During a recent visit to my oldest son’s house, he and I were trying to figure out what to have for supper. Both sitting on the couch, staring straight ahead, stockinged feet resting on the coffee table, we took turns tossing out and turning down ideas.

“Waffles would be good,” he said.

“Yep, waffles sound good.”

“Ehh, I don’t feel like making waffles.”

“Me either.”

Still facing the TV, he moved only his eyes to look in my direction. “Do you remember how to make your grandpa’s pancakes?” he asked.

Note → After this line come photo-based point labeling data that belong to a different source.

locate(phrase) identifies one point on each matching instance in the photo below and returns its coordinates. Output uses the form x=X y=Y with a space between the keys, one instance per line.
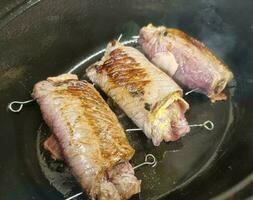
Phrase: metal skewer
x=208 y=125
x=20 y=105
x=149 y=160
x=191 y=91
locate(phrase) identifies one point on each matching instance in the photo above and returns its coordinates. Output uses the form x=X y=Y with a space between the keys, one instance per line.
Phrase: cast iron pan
x=46 y=38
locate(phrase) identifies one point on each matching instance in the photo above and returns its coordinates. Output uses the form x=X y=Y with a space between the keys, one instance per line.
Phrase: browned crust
x=199 y=45
x=124 y=71
x=97 y=113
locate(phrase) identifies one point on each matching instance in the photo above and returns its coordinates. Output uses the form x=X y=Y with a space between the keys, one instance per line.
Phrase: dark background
x=38 y=39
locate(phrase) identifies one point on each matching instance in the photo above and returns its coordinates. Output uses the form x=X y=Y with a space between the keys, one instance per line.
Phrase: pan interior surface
x=52 y=37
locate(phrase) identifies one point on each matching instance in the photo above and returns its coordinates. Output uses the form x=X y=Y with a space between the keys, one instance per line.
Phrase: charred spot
x=113 y=43
x=125 y=72
x=136 y=93
x=147 y=106
x=165 y=33
x=98 y=68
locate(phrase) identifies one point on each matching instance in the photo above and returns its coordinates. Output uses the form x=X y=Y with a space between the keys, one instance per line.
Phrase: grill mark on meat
x=125 y=71
x=86 y=96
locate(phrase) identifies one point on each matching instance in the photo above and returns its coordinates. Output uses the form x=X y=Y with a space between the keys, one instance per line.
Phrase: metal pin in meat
x=146 y=94
x=91 y=139
x=185 y=59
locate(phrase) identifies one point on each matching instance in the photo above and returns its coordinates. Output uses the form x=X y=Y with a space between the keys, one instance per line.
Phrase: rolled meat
x=92 y=142
x=146 y=94
x=186 y=60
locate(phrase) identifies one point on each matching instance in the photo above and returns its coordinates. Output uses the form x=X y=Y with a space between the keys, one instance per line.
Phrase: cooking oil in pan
x=179 y=162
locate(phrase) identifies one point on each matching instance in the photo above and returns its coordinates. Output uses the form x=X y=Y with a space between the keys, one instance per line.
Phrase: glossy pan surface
x=45 y=38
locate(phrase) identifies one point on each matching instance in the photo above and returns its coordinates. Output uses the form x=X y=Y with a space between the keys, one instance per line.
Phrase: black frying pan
x=44 y=38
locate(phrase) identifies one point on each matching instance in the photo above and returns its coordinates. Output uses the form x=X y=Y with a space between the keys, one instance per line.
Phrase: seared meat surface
x=90 y=137
x=186 y=60
x=146 y=94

I remembered – in general – nothing specific like how many cups of flour or teaspoons of baking powder. As his daughter raced by, as toddlers do EVERYWHERE they go, he shouted, “Hey Riley, you want pancakes for supper?”

She stopped dead in her tracks, “Pancakes?!” She squealed, clapped her tiny hands, spun on her heel and raced to the kitchen. Ten seconds later she was back with a bottle of syrup. Dinner plans were definitively decided.

So I called my sister.

“The 22-year-old and the 22-month-old want grandpa’s pancakes for supper,” I told her.

She was quick to give me the details I needed to complete my mission. But why am I telling you this, you wonder? Because it leads me to this week’s Flashback Friday post. The following column was first published in the Chester County Independent sometime in 1999. It was reprinted in 2000 in an anthology of devotionals entitled Treasures of a Woman’s Heart,and has a little bit to do with my grandpa’s pancakes.

Early Morning Whispers

I remember sharing the hide-a-bed with two other slumberers each time we visited my grandparents. All decked-out in our footed, fleece pajamas – blue for me, pink for Kerri and yellow for Jerri – my sisters and I would sleep two side-by-side and one across the bottom.

Early in the morning, before anyone else was up, Grandpa Walt would lean over the sofa bed and whisper, “Guyla, wanna have pancakes with Grandpa?” My feet were on the floor before my eyes even opened.

Very quietly in the little two-bedroom house my mother was raised in, Grandpa would brew himself a pot of coffee on the stove and whip up a batch of his famous pancakes. The first pancake or two off the griddle would go to our dog, Skippy, because as all great pancake chefs know, it takes a few passes with the batter to season the griddle.

Two golden, fluffy pancakes smothered in real butter and Mrs. Buttersworth later, I knew that I was the most important child on the planet, maybe even the universe.

I come from a long line of twins. Of five grandchildren, I am the “odd man out.” But I never felt that way. I always told people that I was the special one because I was the only “singleton” in the family. My grandpa had a major role in making me feel that way.

But I’m not the only one he made feel special with those pancakes. Decades, weddings and births later, all five of us still shout “pancakes and hamburgers!” when Grandpa asks what we want for supper. When one of us goes to visit our grandparents, the next time we see one of the others we say in our best “nanner nanner” voice, “I went to see Grandma and Grandpa and I got to eat pancakes.”

Yeah, that’s right, we’re all adults now.

Early in the morning, my Lord whispers in my ear, “Guyla, wanna spend time with me?” So often I blink and roll over or jump up and rush into my day’s activities. But when I do stop to open my Bible and read, especially a psalm or a proverb, I feel like I am the most important person in the universe.

God loves me more than my grandpa does. He doesn’t get up and make me pancakes, but He did give me the man who does.

He loved me so much, that He sent His only son to die a brutal death on the cross, and He would do it all over again – just for me.